Also, let’s not forget the big third-down catch he went up and got on the game-winning drive against Louisville last season. That play covered 24 yards and set up Jordan Leggett’s game-winner on the next play.

The most impressive play of Cain’s career came in the 2017 College Football National Championship Game against Alabama. With the Tigers’ trailing 14-0 in the second quarter, he took a screen pass from Deshaun Watson on the far side of the field and then weaved his way through the Alabama defense for a 43-yard gain. When he finally got pushed out of bounds, he had made his way all the way over to the near side of the field.

The play set up Watson’s touchdown run a few plays later and got the Tigers’ offense going as Clemson outscored Alabama 35-17 from that point on.

“There are parts of what Deon does that reminds me of Sammy as far as being able to get open downfield and have the big play capability,” Scott said. “But also, Deon has some Deandre Hopkins in him. He is a tough, physical kid. Whenever he gets between those white lines, there is a competitive fire that reminds me a lot of Nuk whenever he was here.”

So far in his career, which has been as a reserve player, Cain has used his Watkins-and-Hopkins like skills to average 18.1 yards per catch.
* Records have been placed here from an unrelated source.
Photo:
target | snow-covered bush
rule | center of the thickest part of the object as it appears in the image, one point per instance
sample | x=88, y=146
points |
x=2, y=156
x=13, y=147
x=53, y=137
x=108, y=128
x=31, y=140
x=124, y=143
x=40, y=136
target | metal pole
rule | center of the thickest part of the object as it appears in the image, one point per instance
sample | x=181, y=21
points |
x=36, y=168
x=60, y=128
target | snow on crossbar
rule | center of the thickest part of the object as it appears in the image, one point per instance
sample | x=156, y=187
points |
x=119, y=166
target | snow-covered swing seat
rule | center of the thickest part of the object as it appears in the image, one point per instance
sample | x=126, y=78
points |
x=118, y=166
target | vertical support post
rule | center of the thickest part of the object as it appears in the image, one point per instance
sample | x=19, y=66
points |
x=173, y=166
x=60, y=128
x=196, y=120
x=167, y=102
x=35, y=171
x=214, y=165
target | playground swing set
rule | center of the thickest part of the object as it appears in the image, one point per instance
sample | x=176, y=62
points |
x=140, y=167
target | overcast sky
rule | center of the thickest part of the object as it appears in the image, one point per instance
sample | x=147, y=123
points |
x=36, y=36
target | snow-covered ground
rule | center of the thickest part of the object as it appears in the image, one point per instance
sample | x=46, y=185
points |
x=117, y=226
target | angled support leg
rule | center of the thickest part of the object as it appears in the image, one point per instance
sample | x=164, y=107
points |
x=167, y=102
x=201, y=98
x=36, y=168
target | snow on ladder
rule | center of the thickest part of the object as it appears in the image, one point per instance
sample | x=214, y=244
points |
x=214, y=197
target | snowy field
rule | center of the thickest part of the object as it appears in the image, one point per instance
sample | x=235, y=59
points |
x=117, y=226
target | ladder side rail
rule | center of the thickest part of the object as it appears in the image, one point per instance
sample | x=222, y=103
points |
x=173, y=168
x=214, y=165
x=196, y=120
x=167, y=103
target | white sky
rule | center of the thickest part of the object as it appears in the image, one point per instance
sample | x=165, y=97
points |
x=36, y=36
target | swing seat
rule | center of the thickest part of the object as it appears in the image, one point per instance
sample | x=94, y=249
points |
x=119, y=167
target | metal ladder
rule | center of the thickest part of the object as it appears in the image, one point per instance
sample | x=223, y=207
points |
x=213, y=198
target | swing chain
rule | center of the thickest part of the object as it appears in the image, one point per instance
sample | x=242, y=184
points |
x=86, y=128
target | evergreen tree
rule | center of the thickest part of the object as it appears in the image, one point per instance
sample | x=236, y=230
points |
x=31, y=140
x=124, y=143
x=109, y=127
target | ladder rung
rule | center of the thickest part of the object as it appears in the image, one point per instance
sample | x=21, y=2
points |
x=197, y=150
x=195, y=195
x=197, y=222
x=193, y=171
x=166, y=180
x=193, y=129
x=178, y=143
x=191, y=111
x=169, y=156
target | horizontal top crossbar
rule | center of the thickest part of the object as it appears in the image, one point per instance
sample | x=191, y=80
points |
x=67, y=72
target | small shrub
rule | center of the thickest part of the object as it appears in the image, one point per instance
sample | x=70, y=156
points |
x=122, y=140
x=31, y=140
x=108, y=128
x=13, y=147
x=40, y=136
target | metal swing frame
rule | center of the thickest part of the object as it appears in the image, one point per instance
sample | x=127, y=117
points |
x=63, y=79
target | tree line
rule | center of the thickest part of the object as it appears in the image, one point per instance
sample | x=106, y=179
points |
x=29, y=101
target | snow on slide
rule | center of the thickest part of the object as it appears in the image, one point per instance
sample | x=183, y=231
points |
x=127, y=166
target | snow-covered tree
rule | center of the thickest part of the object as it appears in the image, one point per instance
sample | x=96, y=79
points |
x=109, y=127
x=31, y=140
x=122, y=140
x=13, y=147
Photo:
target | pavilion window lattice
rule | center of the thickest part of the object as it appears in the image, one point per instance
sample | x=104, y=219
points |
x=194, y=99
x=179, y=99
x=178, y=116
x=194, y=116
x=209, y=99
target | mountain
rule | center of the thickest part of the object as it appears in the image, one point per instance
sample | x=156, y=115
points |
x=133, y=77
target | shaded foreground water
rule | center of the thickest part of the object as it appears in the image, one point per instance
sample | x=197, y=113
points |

He has scored 14 touchdowns already, including nine last season.

“The biggest thing, and again going back to how we talk to our guys and get them to think, is we do not want them to compare themselves to anybody,” Scott said. “We want them to worry about being the very best version of themselves. So that is really what we talk about it.”

And Cain’s best version of himself has been 72 catches for 1,306 yards. Seven of his 14 career touchdowns have been 33 yards or longer.

“He definitely has some of the traits of several of the top talented guys that we have had in the past,” Scott said.